In an interview with The Independent, Penrose explained that not only are more and more women entering the previously male-dominated art form, but they’re actually better suited to magic than men. “Dare I say it, when it comes to illusions, women are better at certain types of tricks than men,” Penrose told the publication. “I cannot divulge too much because of the secrecy of how tricks work. It could be partly to do with the way women are built.”

Even now, out of the 1,500 members of the Circle, only 100 are female. However, that number seems to be growing, and with the rise of well-known female magicians like 31-year-old Katherine Mills, the first British magician to have her own TV show, and 16-year-old Leah Mae Devine, the first girl to win the Magic Circle’s Young Magician of the Year, it’s looking like Penrose is right in his assessment.

“The fact that magic is based on secrecy means that it has fallen behind the rest of society, and for a long time the Magic Circle was seen as an elite gentlemen’s club, inaccessible to women,” Mills, pictured below, told The Stage earlier this week. “It was only in the 1990s that they started to allow women to become members.”

But the tides are beginning to turn, and women are making their mark on the industry in a way no man can. “Women come at it from a different angle to men,” Mills told The Stage. “I might deliver a trick in a gentler or more flirty way than a man. I’m working on something at the moment where fashion and beauty are components of the act, and I don’t think a male magician would be interested in that.”

As recently as 2008, when Mills entered the magical fold, she was surrounded by men — though they greeted her with curiosity rather than hostility, as she told The Guardian. “I definitely felt odd being one of the only women at the beginning,” she explained. “The older magicians were particularly intrigued to find out how good I was and what kind of magic I was doing, just because I was female. There is that extra element of proving yourself, more judging eyes on you.”

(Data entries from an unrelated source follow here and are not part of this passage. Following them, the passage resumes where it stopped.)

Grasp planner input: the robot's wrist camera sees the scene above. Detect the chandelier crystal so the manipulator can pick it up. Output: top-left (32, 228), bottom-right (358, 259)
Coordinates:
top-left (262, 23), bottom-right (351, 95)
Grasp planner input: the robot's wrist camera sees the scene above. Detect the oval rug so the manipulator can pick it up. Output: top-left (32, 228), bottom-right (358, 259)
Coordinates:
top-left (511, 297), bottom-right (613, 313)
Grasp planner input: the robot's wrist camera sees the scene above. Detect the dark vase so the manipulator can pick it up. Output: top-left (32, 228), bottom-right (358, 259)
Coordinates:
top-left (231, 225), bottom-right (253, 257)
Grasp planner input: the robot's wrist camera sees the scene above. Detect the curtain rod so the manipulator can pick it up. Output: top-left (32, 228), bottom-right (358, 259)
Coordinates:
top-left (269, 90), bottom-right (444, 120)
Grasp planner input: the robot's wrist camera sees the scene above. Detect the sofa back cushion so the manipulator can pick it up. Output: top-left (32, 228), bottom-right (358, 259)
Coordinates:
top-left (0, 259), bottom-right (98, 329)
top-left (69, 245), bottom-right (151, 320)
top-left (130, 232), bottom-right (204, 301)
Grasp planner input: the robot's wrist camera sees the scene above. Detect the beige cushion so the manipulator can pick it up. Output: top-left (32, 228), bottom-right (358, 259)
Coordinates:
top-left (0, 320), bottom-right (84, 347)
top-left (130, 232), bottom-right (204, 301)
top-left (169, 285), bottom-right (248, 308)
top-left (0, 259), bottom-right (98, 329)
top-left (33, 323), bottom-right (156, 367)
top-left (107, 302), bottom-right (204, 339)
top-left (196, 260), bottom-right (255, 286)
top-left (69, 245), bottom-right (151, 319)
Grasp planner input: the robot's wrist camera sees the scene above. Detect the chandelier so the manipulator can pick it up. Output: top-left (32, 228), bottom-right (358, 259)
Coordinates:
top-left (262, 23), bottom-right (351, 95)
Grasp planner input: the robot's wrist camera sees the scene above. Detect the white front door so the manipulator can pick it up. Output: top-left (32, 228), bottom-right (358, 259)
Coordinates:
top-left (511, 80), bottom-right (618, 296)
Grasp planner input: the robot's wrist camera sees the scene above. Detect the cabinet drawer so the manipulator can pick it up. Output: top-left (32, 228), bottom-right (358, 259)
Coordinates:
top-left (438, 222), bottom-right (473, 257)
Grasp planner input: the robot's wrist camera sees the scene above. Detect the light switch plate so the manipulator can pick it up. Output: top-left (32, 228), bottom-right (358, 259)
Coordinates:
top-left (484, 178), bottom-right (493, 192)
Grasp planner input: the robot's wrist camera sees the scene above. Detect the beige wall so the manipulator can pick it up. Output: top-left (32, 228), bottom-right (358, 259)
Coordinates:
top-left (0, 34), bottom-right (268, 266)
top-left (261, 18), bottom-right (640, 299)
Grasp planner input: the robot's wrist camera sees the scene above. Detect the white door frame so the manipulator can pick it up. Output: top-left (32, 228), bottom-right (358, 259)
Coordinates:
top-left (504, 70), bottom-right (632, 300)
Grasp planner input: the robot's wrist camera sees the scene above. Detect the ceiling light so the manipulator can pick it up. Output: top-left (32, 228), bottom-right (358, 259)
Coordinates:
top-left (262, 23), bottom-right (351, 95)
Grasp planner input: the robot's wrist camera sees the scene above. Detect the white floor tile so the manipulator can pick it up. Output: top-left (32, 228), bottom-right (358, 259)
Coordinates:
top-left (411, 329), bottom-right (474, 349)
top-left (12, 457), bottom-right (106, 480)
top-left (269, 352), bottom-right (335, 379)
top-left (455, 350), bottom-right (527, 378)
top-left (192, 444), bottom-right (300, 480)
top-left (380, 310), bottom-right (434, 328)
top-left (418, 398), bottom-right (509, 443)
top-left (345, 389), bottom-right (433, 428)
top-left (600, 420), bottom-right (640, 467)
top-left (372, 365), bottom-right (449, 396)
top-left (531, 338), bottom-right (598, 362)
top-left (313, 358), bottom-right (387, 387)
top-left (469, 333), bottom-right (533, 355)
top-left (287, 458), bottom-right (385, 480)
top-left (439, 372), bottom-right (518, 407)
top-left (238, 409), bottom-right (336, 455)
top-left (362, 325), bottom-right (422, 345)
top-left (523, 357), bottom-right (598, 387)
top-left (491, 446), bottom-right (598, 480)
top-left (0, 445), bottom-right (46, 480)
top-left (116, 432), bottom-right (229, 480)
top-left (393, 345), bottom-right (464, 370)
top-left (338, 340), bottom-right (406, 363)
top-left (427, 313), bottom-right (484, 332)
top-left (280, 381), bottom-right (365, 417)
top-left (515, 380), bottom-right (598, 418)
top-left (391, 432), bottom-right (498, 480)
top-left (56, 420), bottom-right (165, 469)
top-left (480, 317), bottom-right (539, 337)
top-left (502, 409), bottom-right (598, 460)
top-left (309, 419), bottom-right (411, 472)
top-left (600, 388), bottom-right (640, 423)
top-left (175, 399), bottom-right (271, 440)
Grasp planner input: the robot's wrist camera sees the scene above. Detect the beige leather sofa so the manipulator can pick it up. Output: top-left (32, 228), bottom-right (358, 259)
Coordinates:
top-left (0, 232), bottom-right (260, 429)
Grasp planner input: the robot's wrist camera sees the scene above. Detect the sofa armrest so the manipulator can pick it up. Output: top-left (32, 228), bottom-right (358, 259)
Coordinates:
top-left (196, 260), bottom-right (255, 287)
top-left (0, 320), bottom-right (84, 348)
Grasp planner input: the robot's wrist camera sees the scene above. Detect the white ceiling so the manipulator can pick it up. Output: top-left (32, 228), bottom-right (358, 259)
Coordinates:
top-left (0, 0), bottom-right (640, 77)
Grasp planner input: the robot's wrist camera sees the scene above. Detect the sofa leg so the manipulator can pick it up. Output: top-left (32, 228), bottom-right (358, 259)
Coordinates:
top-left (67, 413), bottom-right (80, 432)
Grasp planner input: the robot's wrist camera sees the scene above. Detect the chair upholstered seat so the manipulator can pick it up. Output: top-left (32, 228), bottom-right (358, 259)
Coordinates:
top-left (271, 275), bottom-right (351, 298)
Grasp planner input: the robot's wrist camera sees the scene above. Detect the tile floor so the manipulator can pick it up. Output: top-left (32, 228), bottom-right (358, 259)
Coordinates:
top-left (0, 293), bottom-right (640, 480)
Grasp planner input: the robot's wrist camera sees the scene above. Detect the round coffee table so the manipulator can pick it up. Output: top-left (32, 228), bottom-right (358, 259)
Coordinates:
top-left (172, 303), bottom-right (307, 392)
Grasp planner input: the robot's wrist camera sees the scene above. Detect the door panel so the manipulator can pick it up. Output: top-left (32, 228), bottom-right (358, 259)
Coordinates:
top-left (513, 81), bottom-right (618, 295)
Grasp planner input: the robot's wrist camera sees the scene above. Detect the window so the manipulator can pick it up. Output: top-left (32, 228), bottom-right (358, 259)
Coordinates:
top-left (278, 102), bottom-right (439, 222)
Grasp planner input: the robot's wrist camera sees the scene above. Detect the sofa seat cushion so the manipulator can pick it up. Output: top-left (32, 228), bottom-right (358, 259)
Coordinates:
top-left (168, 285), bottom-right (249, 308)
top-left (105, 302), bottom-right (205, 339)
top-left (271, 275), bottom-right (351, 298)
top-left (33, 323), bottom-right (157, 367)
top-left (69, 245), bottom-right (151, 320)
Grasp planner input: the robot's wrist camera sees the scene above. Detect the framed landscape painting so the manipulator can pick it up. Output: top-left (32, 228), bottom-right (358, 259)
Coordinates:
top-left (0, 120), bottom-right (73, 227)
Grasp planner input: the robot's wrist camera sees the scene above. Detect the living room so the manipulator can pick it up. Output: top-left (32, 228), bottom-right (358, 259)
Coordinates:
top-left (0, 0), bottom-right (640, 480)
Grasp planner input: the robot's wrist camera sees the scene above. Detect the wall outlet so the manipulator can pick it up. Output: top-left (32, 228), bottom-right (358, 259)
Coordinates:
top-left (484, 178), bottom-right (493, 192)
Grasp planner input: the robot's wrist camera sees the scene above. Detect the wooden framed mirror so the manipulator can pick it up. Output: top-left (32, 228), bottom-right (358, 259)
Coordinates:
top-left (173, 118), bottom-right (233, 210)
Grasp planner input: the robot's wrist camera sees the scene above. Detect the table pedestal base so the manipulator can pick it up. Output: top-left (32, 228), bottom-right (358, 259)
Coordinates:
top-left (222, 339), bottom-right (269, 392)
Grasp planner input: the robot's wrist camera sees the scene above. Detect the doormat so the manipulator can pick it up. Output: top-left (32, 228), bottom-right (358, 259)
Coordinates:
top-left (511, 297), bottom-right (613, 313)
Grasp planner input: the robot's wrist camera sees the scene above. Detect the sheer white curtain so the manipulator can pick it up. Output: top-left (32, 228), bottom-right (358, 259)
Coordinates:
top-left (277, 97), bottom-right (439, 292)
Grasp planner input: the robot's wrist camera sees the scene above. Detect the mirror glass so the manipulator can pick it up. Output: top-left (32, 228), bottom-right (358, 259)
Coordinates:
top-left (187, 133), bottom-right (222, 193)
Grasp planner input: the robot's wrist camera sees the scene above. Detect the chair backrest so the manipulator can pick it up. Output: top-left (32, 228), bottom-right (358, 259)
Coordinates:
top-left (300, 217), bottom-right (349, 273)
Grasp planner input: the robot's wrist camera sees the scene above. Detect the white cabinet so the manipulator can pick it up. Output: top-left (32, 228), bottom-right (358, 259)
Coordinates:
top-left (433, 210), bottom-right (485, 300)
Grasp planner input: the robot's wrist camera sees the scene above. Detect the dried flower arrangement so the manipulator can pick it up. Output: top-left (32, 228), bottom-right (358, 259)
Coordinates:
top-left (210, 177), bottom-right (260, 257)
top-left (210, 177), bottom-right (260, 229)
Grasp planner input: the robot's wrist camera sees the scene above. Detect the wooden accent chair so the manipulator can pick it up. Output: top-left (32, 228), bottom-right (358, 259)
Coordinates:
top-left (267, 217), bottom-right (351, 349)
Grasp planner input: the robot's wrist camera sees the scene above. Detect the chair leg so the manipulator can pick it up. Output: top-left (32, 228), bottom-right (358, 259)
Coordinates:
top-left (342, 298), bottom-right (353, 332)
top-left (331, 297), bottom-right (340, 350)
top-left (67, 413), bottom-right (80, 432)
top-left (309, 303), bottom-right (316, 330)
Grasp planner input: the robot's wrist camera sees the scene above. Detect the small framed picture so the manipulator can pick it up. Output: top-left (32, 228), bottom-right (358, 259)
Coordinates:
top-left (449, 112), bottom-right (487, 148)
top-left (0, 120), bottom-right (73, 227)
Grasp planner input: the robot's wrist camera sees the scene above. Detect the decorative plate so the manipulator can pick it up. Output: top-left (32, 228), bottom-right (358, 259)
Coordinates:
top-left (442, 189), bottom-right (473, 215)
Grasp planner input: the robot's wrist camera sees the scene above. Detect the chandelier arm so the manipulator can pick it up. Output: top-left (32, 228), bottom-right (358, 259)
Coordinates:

Though magic has come a long way in the past two decades, it still has a long way to go in terms of gender representation. “It feels like magic is playing catch-up to the rest of the entertainment industry, because for so long it was white gloves and top hats and scantily dressed female assistants, which is hardly encouraging for young girls,” Mills told The Guardian.

That said, if the president of the Magic Circle said himself that women make the best magicians, then it looks as though the tide will turn. Perhaps we’ll be seeing more men in spandex, being sawed in half by female magicians instead.